= Paul Mones =

American lawyer and author

Paul Mones is an American lawyer and author. Mones specializes in representing victims of child sexual abuse against institutions like the Boy Scouts of America and the Catholic Church. He has also defended children accused of killing a parent. He is the author of the books When a Child Kills: Abused Children Who Kill Their Parents and Stalking Justice: The Dramatic True Story of the Detective Who First Used DNA Testing to Catch a Serial Killer.

==Early life==
Paul Mones received his BA from the State University of New York at Buffalo and completed his JD at the University of North Carolina Law School. After law school he became a staff lawyer for West Virginia Legal Services. He became the director of a juvenile justice program in Morgantown, West Virginia. He has practiced law in Portland, Oregon, and in Los Angeles.

==Legal career==
During the 1980s and 1990s, Mones was described as the only lawyer in the United States specializing on the defense of sexually abused and physically abused children accused of killing their parents. Between 1981 and 1993, Mones defended or acted as a consultant on more than two hundred parricide cases. Mones’ advocacy work also extended to developing public service announcements about child abuse with organizations like the NBA.

In 2010 in Portland, Oregon, Mones won a $19.9 million verdict against the Boy Scouts of America filed by a former scout who had been sexually abused by his Scout leader in the mid- 1980s. This verdict resulted in the release of the Perversion Files that had been maintained by the Boy Scouts for about ninety years. The files, which were released for the period 1965 through 1985, detailed the sexual abuse of scouts by their adult leaders. The case was a part of Mones’ current practice representing victims of child sexual abuse against trusted authority figures in public and religious organizations.

Mones has also been quoted as an expert on child's rights advocacy and sexual abuse cases. Interviews with Mones about his work have appeared in segments for television news shows such as CNN, Frontline, Oprah, 60 Minutes, and 20/20.

==Writing==
In 1985, Mones authored the study The Relationship Between Parricide and Child Abuse: An Overview, on the relationship between parricide and child abuse. In his work, Mones argued that his case studies that the primary reason teens killed their parents was because they believed no one would help end their abuse, and that the abuse was likely to escalate into their own demise.

In 1991 Mones authored the book When a Child Kills: Abused Children Who Kill Their Parents (Pocket Books: ISBN 067167420X). In his book he claimed that most American runaway children leave home to escape parental abuse, and that most of the cases of children killing their parents in the US are the result of child abuse.
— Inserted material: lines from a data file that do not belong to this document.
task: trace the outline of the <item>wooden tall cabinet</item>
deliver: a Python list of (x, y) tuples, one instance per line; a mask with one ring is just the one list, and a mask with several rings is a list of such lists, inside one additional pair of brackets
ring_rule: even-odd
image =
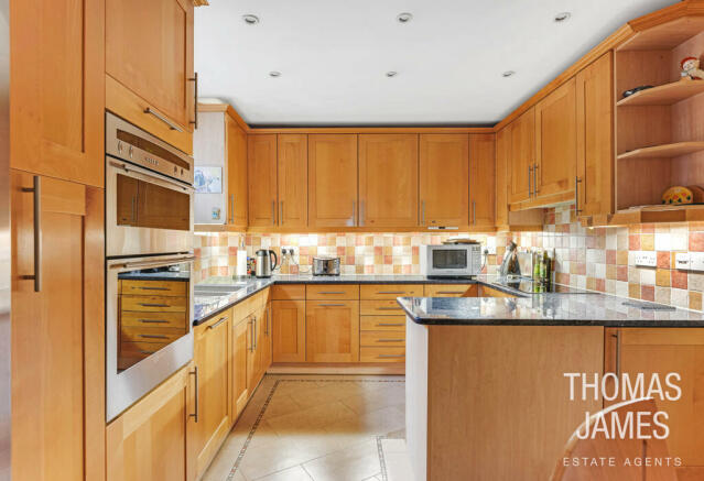
[(277, 135), (249, 135), (249, 225), (277, 225)]
[(418, 226), (418, 134), (359, 135), (359, 225)]
[(10, 205), (12, 479), (102, 480), (104, 193), (12, 170)]
[(614, 54), (576, 77), (577, 215), (614, 212)]
[(357, 135), (308, 135), (308, 226), (357, 226)]
[(421, 134), (420, 226), (466, 226), (469, 219), (469, 135)]
[(469, 135), (469, 228), (486, 230), (495, 223), (496, 135)]
[(101, 187), (105, 0), (11, 3), (10, 165)]
[(197, 88), (193, 2), (105, 1), (107, 107), (191, 153)]

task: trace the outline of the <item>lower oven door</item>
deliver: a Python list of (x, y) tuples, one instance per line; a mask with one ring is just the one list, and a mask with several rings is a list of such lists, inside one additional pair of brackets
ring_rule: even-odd
[(192, 186), (106, 157), (106, 255), (186, 252), (193, 248)]
[(193, 359), (193, 259), (158, 255), (108, 261), (108, 420)]

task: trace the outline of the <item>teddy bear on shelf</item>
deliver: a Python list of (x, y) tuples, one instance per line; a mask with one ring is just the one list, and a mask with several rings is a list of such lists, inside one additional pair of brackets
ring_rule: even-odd
[(700, 68), (700, 59), (696, 57), (686, 57), (680, 62), (682, 68), (683, 80), (704, 80), (704, 70)]

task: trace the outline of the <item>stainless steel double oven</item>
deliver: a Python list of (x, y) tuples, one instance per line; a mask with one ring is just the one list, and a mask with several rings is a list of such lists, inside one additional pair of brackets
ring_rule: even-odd
[(108, 420), (193, 358), (193, 158), (106, 113)]

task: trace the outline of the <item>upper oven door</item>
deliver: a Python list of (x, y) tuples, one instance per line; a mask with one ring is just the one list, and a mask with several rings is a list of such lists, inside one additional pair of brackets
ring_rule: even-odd
[(106, 255), (191, 251), (193, 194), (186, 184), (106, 157)]

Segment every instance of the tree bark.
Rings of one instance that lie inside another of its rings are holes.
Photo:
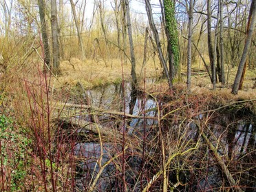
[[[213,46],[211,36],[211,0],[207,0],[207,32],[208,32],[208,50],[211,69],[211,78],[213,85],[213,89],[216,88],[216,72],[215,72],[215,61],[214,58],[214,50]]]
[[[226,84],[225,67],[224,64],[224,42],[223,42],[223,0],[219,0],[220,6],[220,67],[221,82],[222,85]]]
[[[57,5],[56,0],[51,0],[51,15],[53,56],[52,72],[54,74],[60,74],[60,48],[58,37]]]
[[[50,66],[50,48],[48,43],[48,35],[47,34],[47,27],[45,21],[45,3],[44,0],[39,0],[39,14],[40,14],[40,22],[41,22],[41,30],[43,39],[43,61],[47,65],[49,69],[51,69]],[[47,71],[44,66],[44,72]]]
[[[191,50],[192,50],[192,21],[193,21],[193,9],[195,1],[189,0],[189,41],[188,41],[188,57],[187,57],[187,71],[186,71],[186,87],[189,92],[191,85]]]
[[[164,60],[164,56],[162,54],[162,48],[161,48],[161,43],[160,43],[160,39],[159,39],[158,32],[158,30],[156,30],[154,21],[153,21],[153,19],[151,6],[150,5],[150,3],[149,3],[149,0],[145,0],[145,4],[146,4],[146,10],[147,10],[147,17],[148,17],[148,19],[149,19],[149,25],[150,25],[150,28],[151,28],[151,29],[153,32],[153,36],[154,36],[154,39],[155,39],[155,41],[156,41],[156,47],[157,47],[157,51],[158,51],[158,54],[159,60],[160,60],[160,61],[162,64],[162,66],[164,67],[164,74],[165,74],[165,76],[167,78],[169,89],[172,89],[173,83],[172,83],[171,78],[169,76],[167,65],[166,61]]]
[[[247,23],[247,28],[246,28],[246,34],[248,34],[248,32],[249,32],[249,28],[250,28],[250,23],[251,23],[252,14],[253,14],[253,3],[256,3],[255,1],[253,0],[251,3],[252,4],[251,4],[250,8],[249,17],[248,19],[248,23]],[[243,88],[243,83],[244,83],[245,73],[246,73],[246,71],[247,63],[248,63],[248,61],[246,59],[246,61],[245,61],[245,63],[244,63],[243,72],[242,73],[242,76],[241,76],[240,82],[239,82],[239,84],[238,89],[239,90],[242,90],[242,89]]]
[[[128,30],[128,37],[129,43],[130,44],[130,54],[131,54],[131,75],[133,81],[133,84],[134,87],[136,87],[137,85],[137,76],[136,71],[136,61],[135,61],[135,54],[134,54],[134,41],[132,39],[132,30],[131,24],[131,17],[130,17],[130,8],[129,6],[129,0],[125,0],[125,10],[126,10],[126,19],[127,22],[127,30]]]
[[[80,47],[80,51],[81,51],[81,58],[82,61],[85,61],[85,48],[83,46],[83,39],[81,36],[81,31],[80,29],[79,26],[79,23],[78,23],[78,19],[76,16],[76,7],[75,4],[74,3],[73,0],[70,0],[70,4],[71,4],[71,8],[72,9],[72,14],[74,17],[74,20],[75,21],[76,24],[76,31],[77,31],[77,36],[78,37],[78,42],[79,42],[79,47]]]
[[[179,47],[177,23],[174,15],[175,6],[172,0],[164,1],[165,32],[167,37],[167,51],[171,79],[173,80],[179,67]]]
[[[250,47],[252,36],[253,34],[254,28],[255,25],[255,21],[256,21],[256,0],[253,0],[250,4],[250,10],[251,10],[251,17],[249,17],[248,22],[248,34],[246,39],[246,43],[244,45],[243,54],[241,58],[240,63],[238,66],[238,70],[237,72],[237,75],[235,78],[234,85],[232,88],[232,94],[238,94],[238,88],[239,84],[242,78],[242,74],[243,72],[244,67],[245,66],[245,62],[246,60],[246,56],[248,54],[248,49]]]

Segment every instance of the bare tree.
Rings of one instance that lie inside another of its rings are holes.
[[[223,41],[223,0],[219,0],[220,9],[220,51],[222,85],[226,84],[225,67],[224,65],[224,41]]]
[[[85,59],[85,48],[84,48],[84,46],[83,46],[83,38],[81,36],[81,28],[79,26],[78,19],[76,16],[76,6],[74,3],[73,0],[70,0],[70,4],[71,4],[71,8],[72,9],[73,17],[74,17],[74,20],[75,21],[76,28],[76,30],[77,30],[77,36],[78,37],[78,42],[79,42],[79,47],[80,47],[81,56],[81,58],[82,61],[84,61]]]
[[[131,30],[131,17],[130,17],[130,8],[129,5],[129,0],[125,0],[125,10],[126,10],[126,18],[127,22],[127,30],[128,30],[128,36],[129,42],[130,44],[130,54],[131,54],[131,75],[135,86],[137,85],[137,77],[136,72],[136,60],[134,54],[134,41],[132,39],[132,30]]]
[[[45,3],[44,0],[39,0],[39,14],[41,21],[41,30],[42,34],[43,44],[43,59],[45,63],[50,69],[50,57],[48,43],[48,35],[47,34],[47,27],[45,21]]]
[[[216,88],[216,71],[215,71],[215,58],[214,49],[213,46],[211,36],[211,0],[207,0],[207,31],[208,31],[208,50],[211,69],[212,83],[213,89]]]
[[[164,67],[164,74],[165,74],[165,76],[167,78],[169,87],[170,89],[171,89],[173,88],[173,83],[172,83],[171,78],[169,76],[169,71],[168,71],[167,63],[164,60],[164,56],[163,56],[163,54],[162,54],[162,48],[161,48],[161,43],[160,43],[160,39],[159,39],[159,34],[158,34],[158,30],[156,28],[154,21],[153,21],[153,19],[151,6],[149,0],[145,0],[145,4],[146,4],[146,10],[147,10],[147,17],[148,17],[148,19],[149,19],[150,28],[152,30],[152,32],[153,32],[153,36],[154,36],[154,39],[155,39],[155,41],[156,41],[156,47],[157,47],[157,52],[158,52],[158,54],[159,60],[160,60],[160,61],[162,64],[162,66]]]
[[[188,57],[187,57],[187,72],[186,72],[186,87],[188,91],[190,91],[191,85],[191,50],[192,50],[192,21],[193,21],[193,9],[194,7],[195,1],[189,0],[189,41],[188,41]],[[187,6],[186,6],[187,8]],[[188,9],[188,8],[187,8]]]
[[[51,25],[53,56],[52,72],[54,74],[61,74],[60,49],[57,22],[57,5],[56,0],[51,0]]]
[[[239,84],[241,80],[242,74],[243,72],[243,69],[244,67],[244,64],[246,60],[247,54],[250,47],[252,36],[254,31],[254,28],[256,22],[256,0],[252,0],[252,3],[250,4],[250,12],[251,16],[248,18],[248,30],[246,39],[246,43],[244,45],[243,54],[241,58],[240,63],[238,66],[238,70],[237,72],[237,75],[235,78],[234,85],[232,88],[232,94],[237,94],[238,93],[238,88]]]
[[[253,3],[255,3],[255,1],[253,1],[251,3],[252,3],[252,5],[251,5],[250,8],[249,17],[248,17],[248,23],[247,23],[247,28],[246,28],[246,34],[248,34],[248,32],[249,32],[249,28],[250,28],[250,23],[251,23],[251,21],[252,21],[253,11]],[[246,41],[247,41],[247,39],[246,39]],[[246,71],[247,63],[248,63],[248,61],[247,61],[247,59],[246,59],[246,61],[245,61],[245,63],[244,63],[243,72],[242,73],[242,76],[241,76],[241,79],[240,79],[240,82],[239,82],[239,88],[238,89],[239,90],[241,90],[243,87],[243,83],[244,83],[245,73],[246,73]]]

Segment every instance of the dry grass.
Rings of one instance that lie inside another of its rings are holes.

Mones also wrote of cases in which abused children would deny the abuse even after the homicide because of shame and embarrassment.

In 1996, Mones wrote Stalking Justice: The Dramatic True Story of the Detective Who First Used DNA Testing to Catch a Serial Killer (Pocket Books: ISBN 067170348X), a true crime story concerning the first time DNA was used in rape-murder case in the United States. Kirkus Reviews wrote of the book that, "Mones brings to his story gritty, specific descriptions of high-tech forensics that will fascinate true-crime buffs and mystery fans alike. Novelistic suspense, strong characterization, plus state-of- the-art crime-solving add up to a natural for summer reading lists."

Mones has also been a contributor to The Huffington Post and the American Bar Association Journal.

==Recognition==
In 1993 Mones received the Livingston Hall Juvenile Justice Award from the American Bar Association.